The program for this competition is both relevant and unique; these films give us a glimpse into, or reminder of, the problems the world faced pre-pandemic — of which, there were many. These problems have remained and have been compounded by the COVID-19 pandemic, which — along with the physical threat it poses — has changed interactions, communication, and the way we view films. We have had to re-evaluate a number of things in these circumstances, especially in terms of local and global issues. The general crisis impacts everyone in a specific way, while local conflicts and individual struggles have become general, and thus a new experience of involvement has appeared.
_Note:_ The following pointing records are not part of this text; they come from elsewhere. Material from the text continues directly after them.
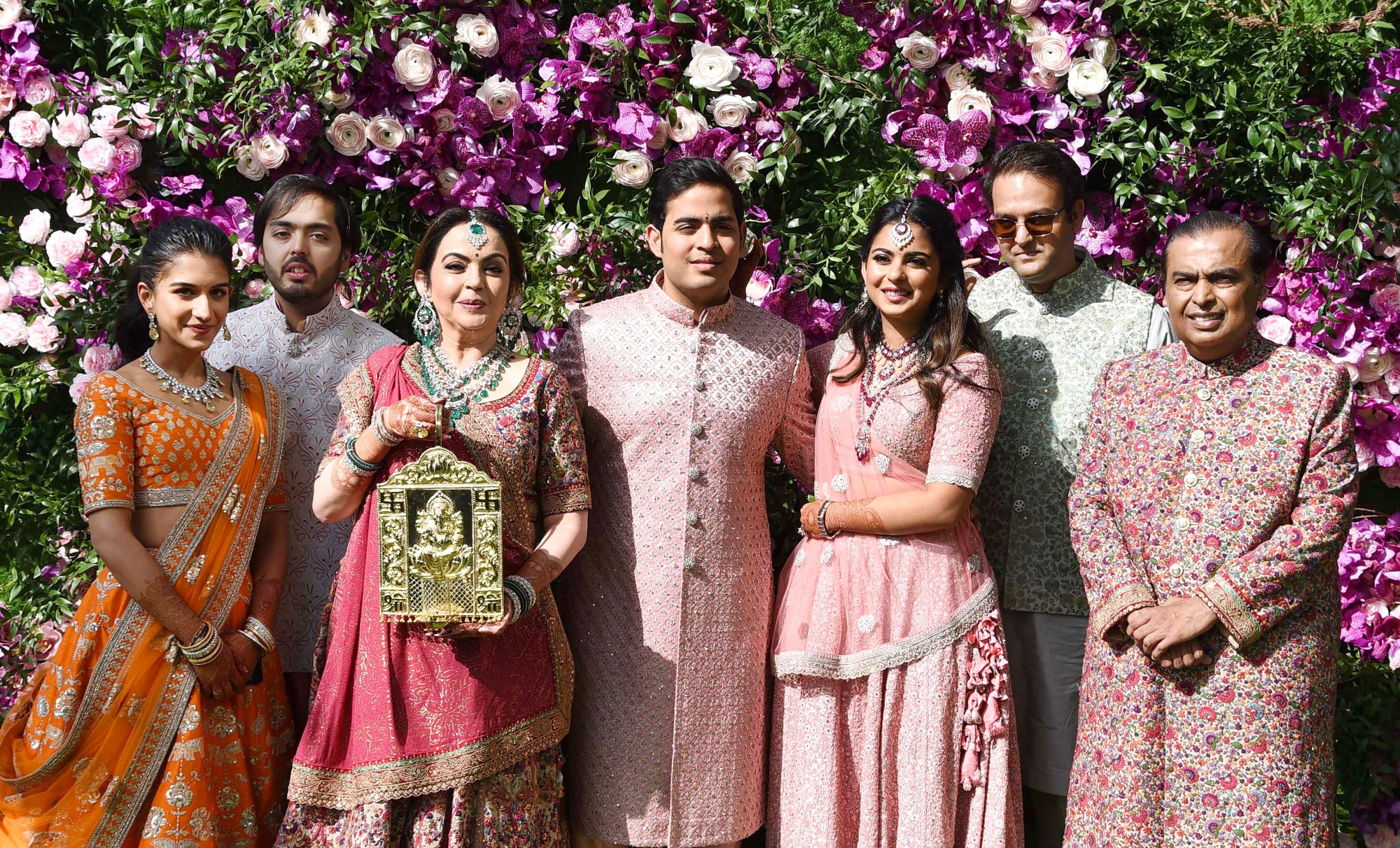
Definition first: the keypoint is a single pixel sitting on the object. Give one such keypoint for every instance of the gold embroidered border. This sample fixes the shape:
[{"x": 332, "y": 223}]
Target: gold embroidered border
[
  {"x": 432, "y": 773},
  {"x": 1230, "y": 608},
  {"x": 863, "y": 664},
  {"x": 1124, "y": 601}
]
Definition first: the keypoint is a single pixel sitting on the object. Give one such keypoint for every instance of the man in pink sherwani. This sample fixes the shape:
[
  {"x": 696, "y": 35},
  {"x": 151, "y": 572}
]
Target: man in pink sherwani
[
  {"x": 682, "y": 390},
  {"x": 1216, "y": 488}
]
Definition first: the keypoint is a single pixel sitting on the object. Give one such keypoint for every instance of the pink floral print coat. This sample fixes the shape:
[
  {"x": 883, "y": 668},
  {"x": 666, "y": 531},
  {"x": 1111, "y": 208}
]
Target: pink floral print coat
[{"x": 1233, "y": 482}]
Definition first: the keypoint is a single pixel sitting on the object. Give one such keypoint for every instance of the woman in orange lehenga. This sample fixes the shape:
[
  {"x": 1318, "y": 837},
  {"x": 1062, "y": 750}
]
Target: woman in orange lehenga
[{"x": 163, "y": 720}]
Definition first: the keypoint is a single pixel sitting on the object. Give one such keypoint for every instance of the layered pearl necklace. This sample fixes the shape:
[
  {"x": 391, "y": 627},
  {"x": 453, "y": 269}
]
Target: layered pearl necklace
[
  {"x": 458, "y": 388},
  {"x": 208, "y": 394},
  {"x": 887, "y": 370}
]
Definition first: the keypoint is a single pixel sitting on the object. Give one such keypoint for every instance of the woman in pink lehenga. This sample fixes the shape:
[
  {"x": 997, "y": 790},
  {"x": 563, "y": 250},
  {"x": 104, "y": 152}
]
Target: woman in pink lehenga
[{"x": 892, "y": 723}]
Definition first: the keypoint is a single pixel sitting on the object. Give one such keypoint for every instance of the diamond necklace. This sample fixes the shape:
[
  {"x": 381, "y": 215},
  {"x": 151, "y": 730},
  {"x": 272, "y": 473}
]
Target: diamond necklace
[{"x": 212, "y": 391}]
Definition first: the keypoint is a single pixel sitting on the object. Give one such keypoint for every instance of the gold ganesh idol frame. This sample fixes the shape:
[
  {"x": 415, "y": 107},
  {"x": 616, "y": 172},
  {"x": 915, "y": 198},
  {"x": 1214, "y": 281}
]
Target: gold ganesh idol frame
[{"x": 440, "y": 542}]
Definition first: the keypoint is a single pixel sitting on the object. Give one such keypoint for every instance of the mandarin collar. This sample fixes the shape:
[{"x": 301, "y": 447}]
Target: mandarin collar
[
  {"x": 1247, "y": 358},
  {"x": 662, "y": 303}
]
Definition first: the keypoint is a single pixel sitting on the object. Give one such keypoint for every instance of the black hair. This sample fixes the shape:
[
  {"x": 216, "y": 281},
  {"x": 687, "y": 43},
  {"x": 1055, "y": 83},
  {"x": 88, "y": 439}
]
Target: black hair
[
  {"x": 1214, "y": 220},
  {"x": 682, "y": 176},
  {"x": 289, "y": 191},
  {"x": 1041, "y": 159},
  {"x": 451, "y": 219},
  {"x": 950, "y": 330},
  {"x": 173, "y": 240}
]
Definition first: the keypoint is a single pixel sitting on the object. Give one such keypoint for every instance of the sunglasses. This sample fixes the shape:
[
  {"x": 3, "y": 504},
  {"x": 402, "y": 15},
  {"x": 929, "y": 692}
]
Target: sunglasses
[{"x": 1042, "y": 225}]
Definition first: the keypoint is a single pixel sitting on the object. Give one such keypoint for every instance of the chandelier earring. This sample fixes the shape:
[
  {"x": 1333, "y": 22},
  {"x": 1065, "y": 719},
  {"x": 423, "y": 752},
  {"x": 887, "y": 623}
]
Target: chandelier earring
[{"x": 426, "y": 324}]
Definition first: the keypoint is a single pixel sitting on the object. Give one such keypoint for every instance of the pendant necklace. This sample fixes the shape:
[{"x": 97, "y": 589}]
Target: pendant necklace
[{"x": 208, "y": 394}]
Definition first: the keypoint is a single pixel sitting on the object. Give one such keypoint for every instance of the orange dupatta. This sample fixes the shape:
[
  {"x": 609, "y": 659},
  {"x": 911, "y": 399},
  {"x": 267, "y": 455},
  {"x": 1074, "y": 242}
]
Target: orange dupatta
[{"x": 82, "y": 773}]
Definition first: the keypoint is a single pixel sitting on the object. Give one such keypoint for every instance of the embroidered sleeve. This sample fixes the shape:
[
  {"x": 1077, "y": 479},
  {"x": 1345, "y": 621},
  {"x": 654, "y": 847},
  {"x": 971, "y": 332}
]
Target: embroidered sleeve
[
  {"x": 1114, "y": 580},
  {"x": 1256, "y": 591},
  {"x": 356, "y": 394},
  {"x": 564, "y": 467},
  {"x": 796, "y": 440},
  {"x": 106, "y": 432},
  {"x": 967, "y": 425}
]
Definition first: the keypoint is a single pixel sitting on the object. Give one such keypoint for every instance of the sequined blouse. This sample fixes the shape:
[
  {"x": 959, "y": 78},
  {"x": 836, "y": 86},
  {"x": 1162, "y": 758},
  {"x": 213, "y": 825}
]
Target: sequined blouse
[
  {"x": 530, "y": 440},
  {"x": 136, "y": 450}
]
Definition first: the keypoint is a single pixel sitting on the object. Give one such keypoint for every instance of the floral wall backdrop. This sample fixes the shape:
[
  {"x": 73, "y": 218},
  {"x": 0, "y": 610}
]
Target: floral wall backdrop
[{"x": 118, "y": 114}]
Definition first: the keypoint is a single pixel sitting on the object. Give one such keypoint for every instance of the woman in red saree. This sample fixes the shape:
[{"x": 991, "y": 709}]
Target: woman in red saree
[
  {"x": 122, "y": 740},
  {"x": 447, "y": 738}
]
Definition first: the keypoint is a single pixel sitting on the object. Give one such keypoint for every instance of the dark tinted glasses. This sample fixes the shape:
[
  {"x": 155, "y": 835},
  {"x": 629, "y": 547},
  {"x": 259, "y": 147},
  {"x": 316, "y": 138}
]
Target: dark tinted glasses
[{"x": 1042, "y": 225}]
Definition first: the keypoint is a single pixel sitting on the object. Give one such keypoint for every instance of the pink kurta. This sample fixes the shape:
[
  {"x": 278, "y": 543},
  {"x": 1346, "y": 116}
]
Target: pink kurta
[
  {"x": 891, "y": 714},
  {"x": 668, "y": 605},
  {"x": 1233, "y": 482}
]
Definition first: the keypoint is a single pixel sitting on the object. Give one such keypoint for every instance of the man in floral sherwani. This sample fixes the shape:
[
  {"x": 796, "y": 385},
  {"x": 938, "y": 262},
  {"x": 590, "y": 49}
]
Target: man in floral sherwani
[{"x": 1216, "y": 488}]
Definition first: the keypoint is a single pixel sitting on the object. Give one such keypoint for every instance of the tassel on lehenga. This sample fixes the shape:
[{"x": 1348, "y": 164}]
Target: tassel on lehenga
[{"x": 985, "y": 717}]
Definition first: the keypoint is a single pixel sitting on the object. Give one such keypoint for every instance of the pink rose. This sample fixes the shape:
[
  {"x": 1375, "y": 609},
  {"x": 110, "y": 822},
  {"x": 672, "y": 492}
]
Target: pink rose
[
  {"x": 107, "y": 122},
  {"x": 29, "y": 129},
  {"x": 44, "y": 337},
  {"x": 1276, "y": 328},
  {"x": 102, "y": 358},
  {"x": 34, "y": 229},
  {"x": 65, "y": 248},
  {"x": 79, "y": 387},
  {"x": 127, "y": 155},
  {"x": 13, "y": 331},
  {"x": 71, "y": 129},
  {"x": 38, "y": 89},
  {"x": 27, "y": 282},
  {"x": 97, "y": 156}
]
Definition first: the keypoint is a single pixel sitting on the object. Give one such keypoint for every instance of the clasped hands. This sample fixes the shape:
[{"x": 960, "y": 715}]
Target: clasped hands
[{"x": 1168, "y": 633}]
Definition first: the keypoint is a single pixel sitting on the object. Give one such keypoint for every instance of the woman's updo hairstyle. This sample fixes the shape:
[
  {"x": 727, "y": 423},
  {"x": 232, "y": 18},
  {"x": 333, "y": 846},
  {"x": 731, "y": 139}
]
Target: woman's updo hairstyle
[
  {"x": 451, "y": 219},
  {"x": 173, "y": 240},
  {"x": 948, "y": 331}
]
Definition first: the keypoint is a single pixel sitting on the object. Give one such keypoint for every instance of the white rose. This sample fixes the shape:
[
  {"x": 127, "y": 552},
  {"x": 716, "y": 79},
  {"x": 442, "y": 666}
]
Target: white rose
[
  {"x": 65, "y": 247},
  {"x": 1087, "y": 78},
  {"x": 97, "y": 156},
  {"x": 446, "y": 178},
  {"x": 957, "y": 76},
  {"x": 107, "y": 122},
  {"x": 712, "y": 68},
  {"x": 688, "y": 125},
  {"x": 29, "y": 129},
  {"x": 919, "y": 50},
  {"x": 71, "y": 129},
  {"x": 479, "y": 34},
  {"x": 634, "y": 169},
  {"x": 741, "y": 167},
  {"x": 500, "y": 97},
  {"x": 964, "y": 100},
  {"x": 34, "y": 229},
  {"x": 248, "y": 164},
  {"x": 10, "y": 13},
  {"x": 314, "y": 29},
  {"x": 1052, "y": 52},
  {"x": 1102, "y": 50},
  {"x": 564, "y": 239},
  {"x": 270, "y": 150},
  {"x": 79, "y": 205},
  {"x": 348, "y": 134},
  {"x": 415, "y": 66},
  {"x": 27, "y": 282},
  {"x": 733, "y": 110},
  {"x": 13, "y": 331},
  {"x": 337, "y": 100},
  {"x": 386, "y": 132}
]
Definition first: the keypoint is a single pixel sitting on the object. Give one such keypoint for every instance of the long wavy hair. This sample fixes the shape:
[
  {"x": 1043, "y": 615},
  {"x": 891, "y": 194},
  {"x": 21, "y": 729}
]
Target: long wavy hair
[{"x": 950, "y": 328}]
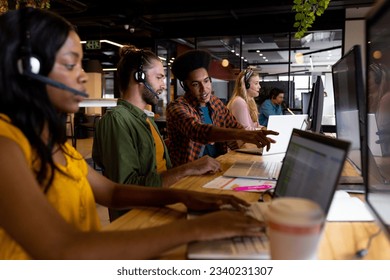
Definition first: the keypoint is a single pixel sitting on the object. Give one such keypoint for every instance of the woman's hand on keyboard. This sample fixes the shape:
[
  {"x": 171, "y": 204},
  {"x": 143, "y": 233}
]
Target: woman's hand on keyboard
[
  {"x": 225, "y": 224},
  {"x": 199, "y": 201}
]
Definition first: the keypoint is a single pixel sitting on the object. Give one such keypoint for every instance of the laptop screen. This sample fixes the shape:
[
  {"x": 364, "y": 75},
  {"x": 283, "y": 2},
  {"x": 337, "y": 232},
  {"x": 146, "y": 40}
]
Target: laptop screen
[
  {"x": 312, "y": 167},
  {"x": 349, "y": 100}
]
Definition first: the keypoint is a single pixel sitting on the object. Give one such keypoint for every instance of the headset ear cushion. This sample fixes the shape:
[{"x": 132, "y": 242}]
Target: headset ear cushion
[
  {"x": 33, "y": 63},
  {"x": 139, "y": 76}
]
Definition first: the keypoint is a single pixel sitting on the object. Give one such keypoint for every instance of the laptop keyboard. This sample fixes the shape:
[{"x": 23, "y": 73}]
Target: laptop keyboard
[{"x": 241, "y": 247}]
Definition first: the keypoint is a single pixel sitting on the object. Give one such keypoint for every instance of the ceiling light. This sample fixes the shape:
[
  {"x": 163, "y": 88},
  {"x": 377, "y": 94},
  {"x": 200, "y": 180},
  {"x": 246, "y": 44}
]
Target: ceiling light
[
  {"x": 299, "y": 58},
  {"x": 225, "y": 62}
]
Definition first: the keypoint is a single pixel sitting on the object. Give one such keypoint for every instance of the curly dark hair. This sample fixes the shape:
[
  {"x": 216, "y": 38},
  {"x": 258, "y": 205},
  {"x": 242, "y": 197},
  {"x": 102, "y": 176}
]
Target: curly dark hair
[{"x": 26, "y": 101}]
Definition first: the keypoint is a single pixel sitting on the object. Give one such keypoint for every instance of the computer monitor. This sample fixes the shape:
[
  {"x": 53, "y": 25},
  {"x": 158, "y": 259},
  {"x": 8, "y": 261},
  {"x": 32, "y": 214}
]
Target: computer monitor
[
  {"x": 349, "y": 101},
  {"x": 378, "y": 104},
  {"x": 316, "y": 106}
]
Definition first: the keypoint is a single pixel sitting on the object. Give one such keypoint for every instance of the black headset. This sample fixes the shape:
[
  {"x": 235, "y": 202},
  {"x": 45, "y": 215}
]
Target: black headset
[
  {"x": 140, "y": 75},
  {"x": 27, "y": 63},
  {"x": 247, "y": 75}
]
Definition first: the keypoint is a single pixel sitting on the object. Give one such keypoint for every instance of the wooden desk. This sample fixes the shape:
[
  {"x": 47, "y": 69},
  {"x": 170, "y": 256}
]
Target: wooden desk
[{"x": 341, "y": 240}]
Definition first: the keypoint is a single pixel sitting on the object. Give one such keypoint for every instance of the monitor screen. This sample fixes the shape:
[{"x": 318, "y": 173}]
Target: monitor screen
[
  {"x": 349, "y": 100},
  {"x": 378, "y": 111},
  {"x": 316, "y": 106}
]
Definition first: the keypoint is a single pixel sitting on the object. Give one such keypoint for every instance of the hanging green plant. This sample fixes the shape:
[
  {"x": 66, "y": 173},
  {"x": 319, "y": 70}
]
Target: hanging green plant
[{"x": 306, "y": 12}]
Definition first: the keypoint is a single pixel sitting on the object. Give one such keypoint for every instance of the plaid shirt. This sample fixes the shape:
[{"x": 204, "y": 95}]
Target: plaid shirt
[{"x": 187, "y": 132}]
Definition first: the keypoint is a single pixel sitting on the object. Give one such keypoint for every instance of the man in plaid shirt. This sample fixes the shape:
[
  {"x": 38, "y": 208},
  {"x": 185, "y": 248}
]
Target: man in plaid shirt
[{"x": 198, "y": 123}]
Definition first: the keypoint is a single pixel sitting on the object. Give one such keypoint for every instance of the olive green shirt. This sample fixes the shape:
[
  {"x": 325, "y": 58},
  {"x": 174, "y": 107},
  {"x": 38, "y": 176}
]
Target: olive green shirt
[{"x": 124, "y": 146}]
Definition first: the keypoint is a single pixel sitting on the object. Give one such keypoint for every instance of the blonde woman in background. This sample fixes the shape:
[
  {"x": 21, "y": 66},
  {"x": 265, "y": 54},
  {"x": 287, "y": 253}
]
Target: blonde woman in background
[{"x": 243, "y": 105}]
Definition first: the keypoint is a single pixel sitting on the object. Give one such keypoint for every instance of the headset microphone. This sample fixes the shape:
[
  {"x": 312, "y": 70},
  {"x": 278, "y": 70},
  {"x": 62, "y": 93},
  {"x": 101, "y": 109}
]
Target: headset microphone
[
  {"x": 29, "y": 65},
  {"x": 53, "y": 83},
  {"x": 150, "y": 89}
]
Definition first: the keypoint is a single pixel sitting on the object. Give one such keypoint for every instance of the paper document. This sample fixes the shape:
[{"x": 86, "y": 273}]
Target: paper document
[
  {"x": 229, "y": 183},
  {"x": 345, "y": 208}
]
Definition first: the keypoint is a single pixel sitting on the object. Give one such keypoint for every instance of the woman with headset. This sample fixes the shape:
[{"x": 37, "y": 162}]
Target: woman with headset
[
  {"x": 243, "y": 105},
  {"x": 271, "y": 106},
  {"x": 48, "y": 193}
]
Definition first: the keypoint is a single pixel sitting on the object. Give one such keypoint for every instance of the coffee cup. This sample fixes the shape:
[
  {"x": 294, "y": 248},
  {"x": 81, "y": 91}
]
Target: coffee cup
[{"x": 294, "y": 228}]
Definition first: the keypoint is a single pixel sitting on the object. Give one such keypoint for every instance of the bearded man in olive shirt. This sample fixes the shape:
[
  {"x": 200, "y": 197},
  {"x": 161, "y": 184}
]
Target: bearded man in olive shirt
[
  {"x": 127, "y": 143},
  {"x": 198, "y": 123}
]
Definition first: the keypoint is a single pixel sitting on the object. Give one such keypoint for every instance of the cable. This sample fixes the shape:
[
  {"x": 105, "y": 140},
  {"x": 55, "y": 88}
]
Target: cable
[{"x": 363, "y": 252}]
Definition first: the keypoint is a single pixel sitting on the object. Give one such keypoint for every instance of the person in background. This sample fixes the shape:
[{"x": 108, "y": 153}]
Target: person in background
[
  {"x": 242, "y": 104},
  {"x": 271, "y": 106},
  {"x": 48, "y": 193},
  {"x": 127, "y": 143},
  {"x": 198, "y": 123}
]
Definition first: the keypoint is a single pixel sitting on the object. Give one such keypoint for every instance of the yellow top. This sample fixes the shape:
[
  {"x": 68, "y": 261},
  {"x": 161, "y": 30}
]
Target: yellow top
[{"x": 70, "y": 193}]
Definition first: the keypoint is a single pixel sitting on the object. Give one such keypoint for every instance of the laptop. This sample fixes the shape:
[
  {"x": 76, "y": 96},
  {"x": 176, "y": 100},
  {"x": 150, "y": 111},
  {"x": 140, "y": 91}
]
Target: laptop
[
  {"x": 251, "y": 151},
  {"x": 311, "y": 169},
  {"x": 261, "y": 170},
  {"x": 284, "y": 124}
]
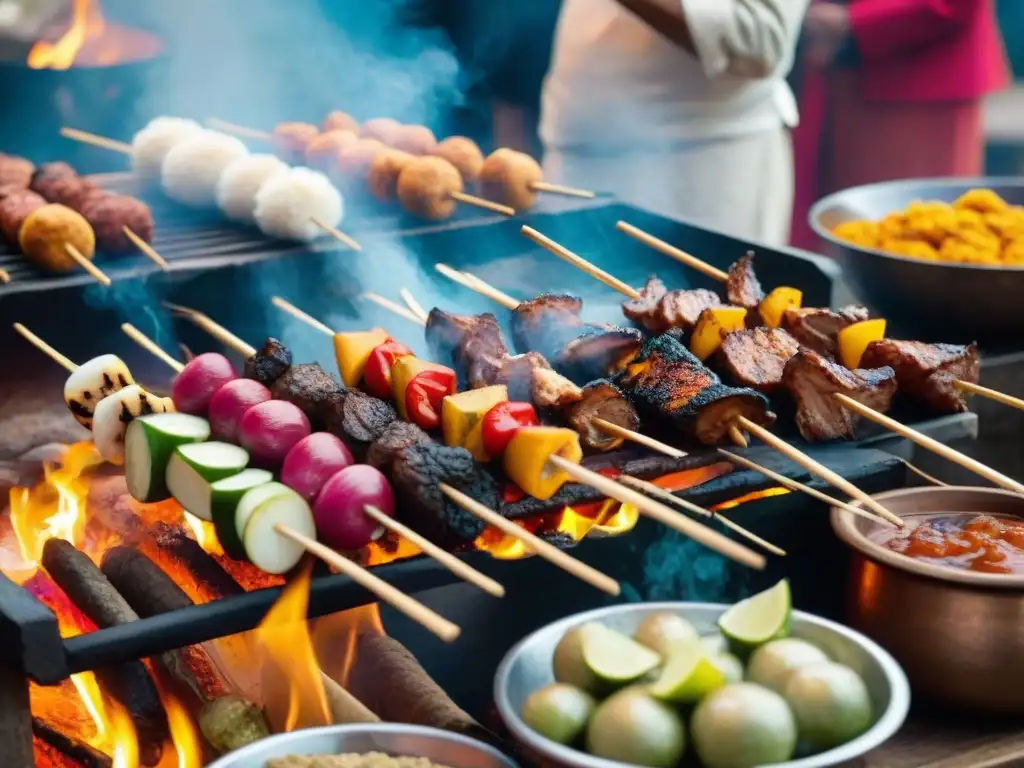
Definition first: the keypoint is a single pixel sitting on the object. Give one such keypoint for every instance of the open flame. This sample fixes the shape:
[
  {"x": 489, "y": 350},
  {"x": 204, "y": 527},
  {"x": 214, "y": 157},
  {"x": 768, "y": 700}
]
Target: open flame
[{"x": 86, "y": 24}]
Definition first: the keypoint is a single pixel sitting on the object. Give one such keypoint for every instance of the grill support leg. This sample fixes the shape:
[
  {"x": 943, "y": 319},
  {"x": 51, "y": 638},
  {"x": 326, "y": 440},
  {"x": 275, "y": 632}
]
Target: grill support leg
[{"x": 15, "y": 719}]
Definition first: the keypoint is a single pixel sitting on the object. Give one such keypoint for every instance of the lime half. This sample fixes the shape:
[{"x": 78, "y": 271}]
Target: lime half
[
  {"x": 757, "y": 620},
  {"x": 688, "y": 675},
  {"x": 615, "y": 658}
]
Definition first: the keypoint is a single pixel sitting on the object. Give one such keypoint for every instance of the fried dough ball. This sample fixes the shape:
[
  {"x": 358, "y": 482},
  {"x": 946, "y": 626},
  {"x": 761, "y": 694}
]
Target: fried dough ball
[
  {"x": 918, "y": 249},
  {"x": 382, "y": 129},
  {"x": 508, "y": 176},
  {"x": 983, "y": 201},
  {"x": 341, "y": 121},
  {"x": 416, "y": 139},
  {"x": 384, "y": 171},
  {"x": 322, "y": 152},
  {"x": 426, "y": 185},
  {"x": 464, "y": 155},
  {"x": 46, "y": 233},
  {"x": 353, "y": 161},
  {"x": 290, "y": 140},
  {"x": 864, "y": 233}
]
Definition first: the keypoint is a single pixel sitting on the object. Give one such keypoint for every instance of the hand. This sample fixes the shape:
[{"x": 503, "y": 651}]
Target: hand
[{"x": 826, "y": 27}]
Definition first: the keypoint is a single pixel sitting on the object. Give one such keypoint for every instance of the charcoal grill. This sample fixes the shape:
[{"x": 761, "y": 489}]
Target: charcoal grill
[{"x": 231, "y": 274}]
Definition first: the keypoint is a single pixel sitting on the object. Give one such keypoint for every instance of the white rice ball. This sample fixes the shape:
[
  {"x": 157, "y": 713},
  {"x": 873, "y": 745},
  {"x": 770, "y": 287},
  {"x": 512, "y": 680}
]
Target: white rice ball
[
  {"x": 150, "y": 145},
  {"x": 240, "y": 182},
  {"x": 288, "y": 202},
  {"x": 193, "y": 167}
]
The films in the 2020 Verzió Student and Debut program tackle global issues like water scarcity and its dramatic consequences in India, the economic influence of giant corporations, and gender equality, as shown through the story of Silvia, who is fighting her own war of independence among the Masai. From two distant corners of the world, Brazil and Central Europe, come two films dealing with corruption and political violence: the former (Stunned, I Remain Alert) using experimental methods and the aesthetics of found footage, the latter (Never Happened) with a more traditional, documentarist approach. In The Secretary of Ideology, we meet a 16-year-old activist working to recreate Russian state socialism. And in The Vibrant Village we visit an unusual village in Hungary where people make a living mass- producing sex toys. Other films zoom in on global themes seen at the local level. For Your Sake, a film about Nepalese youth preparing to move abroad, follows the process of letting go, while Saudade, focuses on homesickness in the Brazilian diaspora in Germany. And moving from the public to the private comes the story of Marcin and his relationship with his alcoholic parents in Sonny.
The methods used to tackle these topics vary from film études to experimental solutions, to larger formats worked out in small detail. But behind each of these works is a filmmaker exhibiting a fresh, brave and critical approach to their stories. These stories connect in online space and thus acquire a new dimension recognizing the joint task of their creators and audience.